Certain food seems important at certain times, particularly when you are away from home. I once bought a bar of Cadbury’s Fruit & Nut for no reason other than feeling depressed and far from loved ones.
Arriving on the Filipino island of Negros in January 1991, a board for a local cinema advertised the screening of ‘To Kill a Priest’, a fictional story inspired by the priest who was murdered during the suppression of Solidarity in 1980s Poland. Our Filipino companion looked at it, ‘They don’t need that film here; a priest is already dead’.
A priest of the Philippine Independent Church had been shot dead by right-wing gunmen outside a cafe; his crime had been to speak for land rights for peasants. Someone did not like what he was saying and had him killed in public.

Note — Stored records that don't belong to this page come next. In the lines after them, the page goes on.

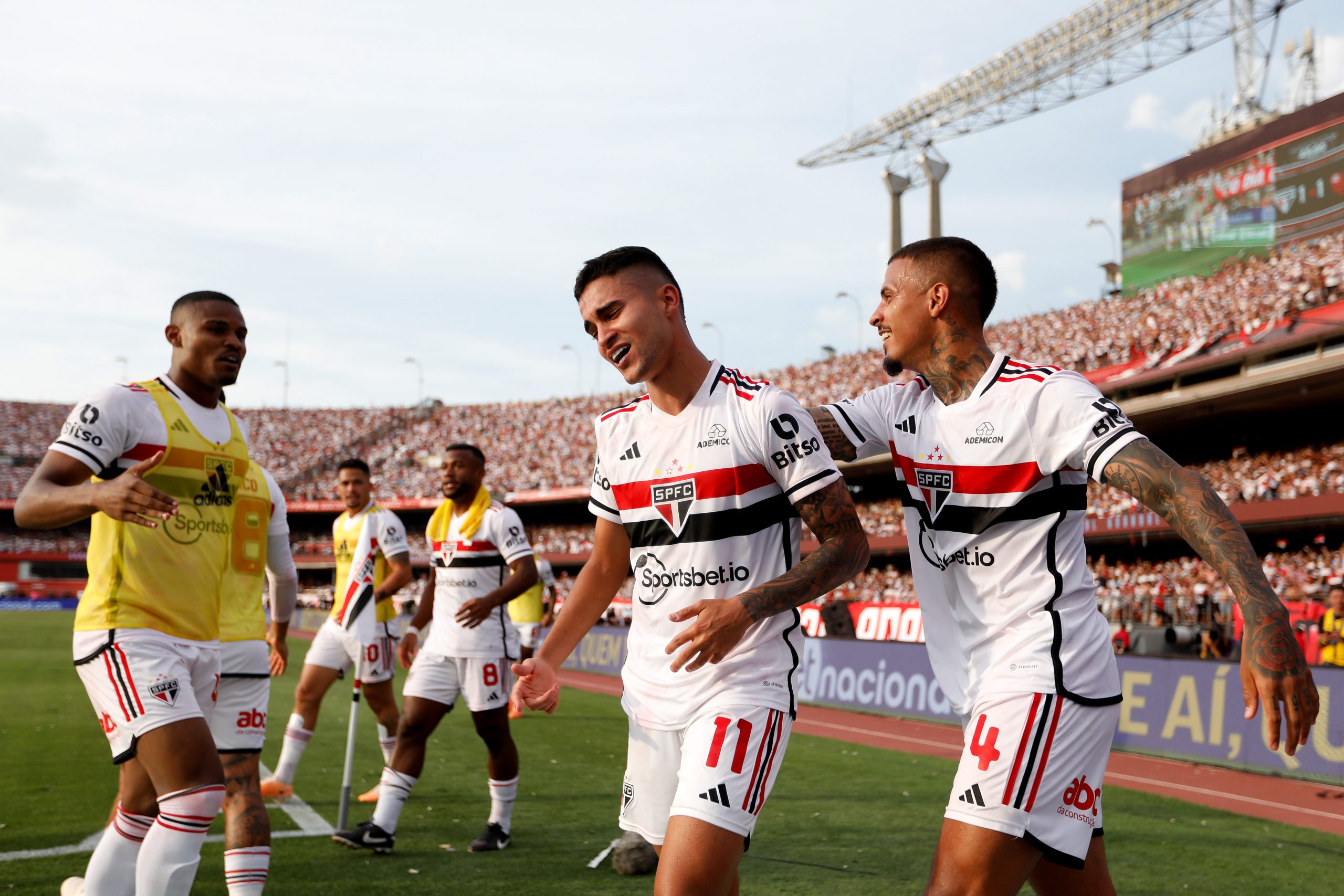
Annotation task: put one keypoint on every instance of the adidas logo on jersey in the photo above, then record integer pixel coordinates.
(718, 796)
(972, 797)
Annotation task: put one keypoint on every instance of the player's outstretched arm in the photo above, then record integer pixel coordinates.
(1273, 667)
(838, 442)
(61, 492)
(592, 594)
(842, 555)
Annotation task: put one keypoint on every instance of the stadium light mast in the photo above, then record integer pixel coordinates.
(1100, 46)
(420, 382)
(284, 400)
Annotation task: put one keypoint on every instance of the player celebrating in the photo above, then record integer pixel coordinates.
(699, 486)
(334, 649)
(170, 505)
(994, 457)
(474, 542)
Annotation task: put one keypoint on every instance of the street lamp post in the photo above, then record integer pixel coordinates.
(579, 367)
(858, 311)
(284, 400)
(718, 332)
(420, 381)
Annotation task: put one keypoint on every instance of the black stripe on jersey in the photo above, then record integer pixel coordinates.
(478, 562)
(998, 374)
(848, 422)
(975, 520)
(1035, 747)
(714, 525)
(99, 652)
(1092, 464)
(1052, 537)
(603, 507)
(808, 481)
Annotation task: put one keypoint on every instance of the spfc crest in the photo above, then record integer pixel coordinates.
(936, 487)
(673, 501)
(166, 690)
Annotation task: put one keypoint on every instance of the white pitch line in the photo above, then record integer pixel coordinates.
(310, 825)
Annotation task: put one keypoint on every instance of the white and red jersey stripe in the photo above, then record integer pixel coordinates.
(995, 489)
(706, 499)
(469, 568)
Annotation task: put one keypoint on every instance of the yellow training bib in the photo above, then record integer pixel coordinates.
(171, 578)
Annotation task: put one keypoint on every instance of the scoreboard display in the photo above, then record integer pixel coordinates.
(1278, 183)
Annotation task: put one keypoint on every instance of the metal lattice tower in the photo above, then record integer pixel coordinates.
(1104, 45)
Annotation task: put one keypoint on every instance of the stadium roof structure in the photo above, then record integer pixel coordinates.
(1097, 47)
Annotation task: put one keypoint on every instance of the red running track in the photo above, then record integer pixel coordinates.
(1295, 803)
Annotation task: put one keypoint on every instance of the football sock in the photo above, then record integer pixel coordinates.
(171, 852)
(393, 792)
(502, 801)
(296, 739)
(386, 742)
(246, 870)
(112, 870)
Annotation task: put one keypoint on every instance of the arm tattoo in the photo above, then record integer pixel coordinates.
(1199, 516)
(835, 438)
(842, 555)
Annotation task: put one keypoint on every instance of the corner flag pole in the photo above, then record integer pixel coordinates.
(347, 775)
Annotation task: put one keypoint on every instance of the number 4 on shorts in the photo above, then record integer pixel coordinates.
(984, 750)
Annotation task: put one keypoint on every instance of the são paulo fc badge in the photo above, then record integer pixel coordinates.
(673, 501)
(164, 690)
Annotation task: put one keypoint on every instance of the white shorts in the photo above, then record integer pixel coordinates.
(239, 721)
(719, 769)
(142, 679)
(334, 648)
(1033, 767)
(484, 683)
(527, 633)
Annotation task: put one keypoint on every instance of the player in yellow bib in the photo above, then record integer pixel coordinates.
(162, 468)
(335, 649)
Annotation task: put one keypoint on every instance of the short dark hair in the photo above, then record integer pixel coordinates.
(354, 464)
(940, 253)
(471, 449)
(618, 260)
(197, 299)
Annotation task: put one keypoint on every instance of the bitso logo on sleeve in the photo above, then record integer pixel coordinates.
(673, 501)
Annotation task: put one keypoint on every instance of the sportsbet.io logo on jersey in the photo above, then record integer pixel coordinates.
(654, 579)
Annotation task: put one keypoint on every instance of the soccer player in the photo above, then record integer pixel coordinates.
(699, 487)
(337, 650)
(994, 456)
(169, 500)
(481, 561)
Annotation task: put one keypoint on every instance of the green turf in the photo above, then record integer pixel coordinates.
(869, 815)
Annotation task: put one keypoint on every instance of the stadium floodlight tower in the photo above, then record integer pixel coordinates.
(1100, 46)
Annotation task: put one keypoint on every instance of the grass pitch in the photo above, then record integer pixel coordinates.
(842, 818)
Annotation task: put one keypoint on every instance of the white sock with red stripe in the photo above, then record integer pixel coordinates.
(503, 793)
(292, 750)
(386, 743)
(112, 870)
(171, 852)
(394, 787)
(246, 870)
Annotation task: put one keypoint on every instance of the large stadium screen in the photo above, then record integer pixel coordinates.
(1266, 187)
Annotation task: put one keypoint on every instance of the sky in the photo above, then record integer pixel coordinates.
(382, 182)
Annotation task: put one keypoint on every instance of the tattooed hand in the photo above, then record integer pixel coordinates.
(1273, 668)
(842, 555)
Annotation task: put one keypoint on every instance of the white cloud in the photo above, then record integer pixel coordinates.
(1011, 268)
(1143, 112)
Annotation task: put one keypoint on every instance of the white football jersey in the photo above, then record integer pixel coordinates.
(469, 568)
(706, 499)
(995, 489)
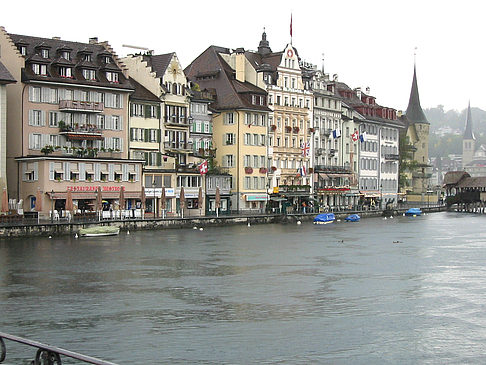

Going to his wake was an experience never forgotten – a mixture of apprehension, fear and admiration. The gauntlet of paramilitary checkpoints, where a small group of Europeans elicited not much more than curiosity and casual contempt, would also have been experienced by friends and colleagues of the priest, whose lives would have been in danger from those asking them questions.
Paying our respects and journeying back to the city, the comfortable hotel, with its en suite facilities and colour television in every room, seemed surreal, a place entirely detached from the blood and death context in which it was situated.
Sitting in the bar, trying to come to terms with all that happened during the course of the evening, a waiter came to take an order for drinks. ‘A gin and tonic, please’.
Beer would have been the usual order, San Miguel is very good: I drank a glass in a cafe this afternoon. In retrospect, it seemed like a seeking after comfort; the drink of polite gatherings before polite dinners; the drink of clergy sitting down with friends.
The drinks finished, it was time to go to our rooms. The hotel had a small shop; in the middle of the counter was a bar of Cadbury’s Fruit and Nut. While the others drifted off, I bought the tiny bar of chocolate. For the Philippines, it was hideously expensive, 90 Pesos, which at the time was equivalent to about £1.80. Guiltily eating it, square by square, its taste lingered down the years.
There is undoubtedly published research into the eating of comfort foods and presumably the owners of the hypermarket know exactly what people want. Perhaps even 20-odd years ago, the owners of that hotel knew what it was that people wanted when home was a place a long way off.